The land was part owned by the Palm Beach County School District, and part owned by the city. The school district gave its land to the city for one big scrub area, said Glenda Hall, the city’s forestry and grounds manager and also the project manager.
Wednesday’s ribbon-cutting event celebrated Phase One of the project. So far, the students have taken environmental classes to learn about scrubs and why they are important. They created eco-art stepping stones for the scrub with exotic leaf prints. And, they planted 240 native tree seedlings in raised bed planters. The city’s garden club also has worked to maintain the scrub.
In the future, once the seedlings are mature, the students will plant them. The long-range plan is to make the scrub a teaching area and part of the city’s greenways path.
The scrub is a $47,000 project and is a public-private partnership. It was paid for through grants from the Florida Forest Service’s Urban and Community Forestry Grant Program and the Bachelor Foundation via the Education Foundation of Palm Beach County. Also, money from the city’s Capital Improvement Program went to the scrub.
Galaxy Scrub is home to birds such as the pileated woodpecker and red-shouldered hawk. There are gopher tortoises, green anoles and black racer snakes.
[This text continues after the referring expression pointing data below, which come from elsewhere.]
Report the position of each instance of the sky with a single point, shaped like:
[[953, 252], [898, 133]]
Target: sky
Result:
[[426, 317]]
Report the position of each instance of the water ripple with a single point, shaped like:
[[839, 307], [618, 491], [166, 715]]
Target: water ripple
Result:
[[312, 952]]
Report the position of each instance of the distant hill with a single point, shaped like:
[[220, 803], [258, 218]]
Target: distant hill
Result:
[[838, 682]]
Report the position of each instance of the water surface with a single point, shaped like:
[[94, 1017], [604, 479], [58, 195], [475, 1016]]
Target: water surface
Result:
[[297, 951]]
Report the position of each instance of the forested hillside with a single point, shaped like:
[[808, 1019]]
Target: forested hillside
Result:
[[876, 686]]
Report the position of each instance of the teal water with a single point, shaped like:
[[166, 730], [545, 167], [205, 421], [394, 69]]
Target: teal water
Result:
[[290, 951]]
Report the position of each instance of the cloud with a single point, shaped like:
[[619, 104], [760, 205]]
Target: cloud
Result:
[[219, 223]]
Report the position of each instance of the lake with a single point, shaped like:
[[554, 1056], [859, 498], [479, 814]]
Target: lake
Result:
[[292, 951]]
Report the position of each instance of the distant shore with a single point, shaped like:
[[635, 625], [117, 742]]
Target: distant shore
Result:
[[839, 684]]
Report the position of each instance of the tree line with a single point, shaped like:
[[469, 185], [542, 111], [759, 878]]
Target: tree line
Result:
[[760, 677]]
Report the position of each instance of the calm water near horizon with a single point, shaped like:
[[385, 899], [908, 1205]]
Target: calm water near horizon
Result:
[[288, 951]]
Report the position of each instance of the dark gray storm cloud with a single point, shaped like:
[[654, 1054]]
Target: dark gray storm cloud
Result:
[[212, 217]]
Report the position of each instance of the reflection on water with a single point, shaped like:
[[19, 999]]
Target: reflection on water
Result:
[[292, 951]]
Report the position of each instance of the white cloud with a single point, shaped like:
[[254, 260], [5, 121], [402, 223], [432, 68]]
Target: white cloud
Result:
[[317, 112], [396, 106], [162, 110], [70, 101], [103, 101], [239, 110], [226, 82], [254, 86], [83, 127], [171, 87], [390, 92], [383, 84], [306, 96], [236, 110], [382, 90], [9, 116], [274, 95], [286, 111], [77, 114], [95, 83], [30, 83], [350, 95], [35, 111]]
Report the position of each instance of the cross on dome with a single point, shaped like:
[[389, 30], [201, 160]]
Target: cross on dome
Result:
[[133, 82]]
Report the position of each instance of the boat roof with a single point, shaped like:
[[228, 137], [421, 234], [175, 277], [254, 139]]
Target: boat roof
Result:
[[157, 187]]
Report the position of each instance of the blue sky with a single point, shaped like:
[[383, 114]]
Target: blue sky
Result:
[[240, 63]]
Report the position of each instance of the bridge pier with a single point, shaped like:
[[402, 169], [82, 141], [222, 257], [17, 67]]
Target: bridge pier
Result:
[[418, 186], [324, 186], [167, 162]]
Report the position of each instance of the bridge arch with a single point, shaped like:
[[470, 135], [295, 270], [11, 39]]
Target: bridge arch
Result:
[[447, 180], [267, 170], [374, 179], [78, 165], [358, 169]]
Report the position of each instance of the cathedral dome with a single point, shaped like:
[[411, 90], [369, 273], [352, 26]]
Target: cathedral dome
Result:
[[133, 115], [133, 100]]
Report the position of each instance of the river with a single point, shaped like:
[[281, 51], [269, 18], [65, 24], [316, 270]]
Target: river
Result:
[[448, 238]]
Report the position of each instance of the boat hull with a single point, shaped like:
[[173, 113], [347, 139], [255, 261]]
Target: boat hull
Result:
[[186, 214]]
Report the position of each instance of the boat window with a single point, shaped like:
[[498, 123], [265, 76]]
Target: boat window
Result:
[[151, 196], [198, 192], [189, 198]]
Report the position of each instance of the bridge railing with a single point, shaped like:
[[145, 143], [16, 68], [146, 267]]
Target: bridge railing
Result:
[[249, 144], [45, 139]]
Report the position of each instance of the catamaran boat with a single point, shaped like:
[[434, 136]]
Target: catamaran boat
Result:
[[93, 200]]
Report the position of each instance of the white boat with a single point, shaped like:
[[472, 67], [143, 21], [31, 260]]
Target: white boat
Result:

As far as plants, there are prickly pear, saw palmetto and scrub oak.
There were several speeches at the event that complimented the work that went into the scrub and its success, but Commissioner Mike Fitzpatrick’s comments were personal.
Before Galaxy Elementary there was Boynton Junior High. As a student there in 1965, Fitzpatrick rode to school on his spyder bike and played in the scrub. Boynton had less people then, and Fitzpatrick has been a witness to the bulldozers moving through to make room for development.
He feared the scrub area would be gone one day.
Fitzpatrick told the story while fighting tears, and said: “Now, it’s here forever.”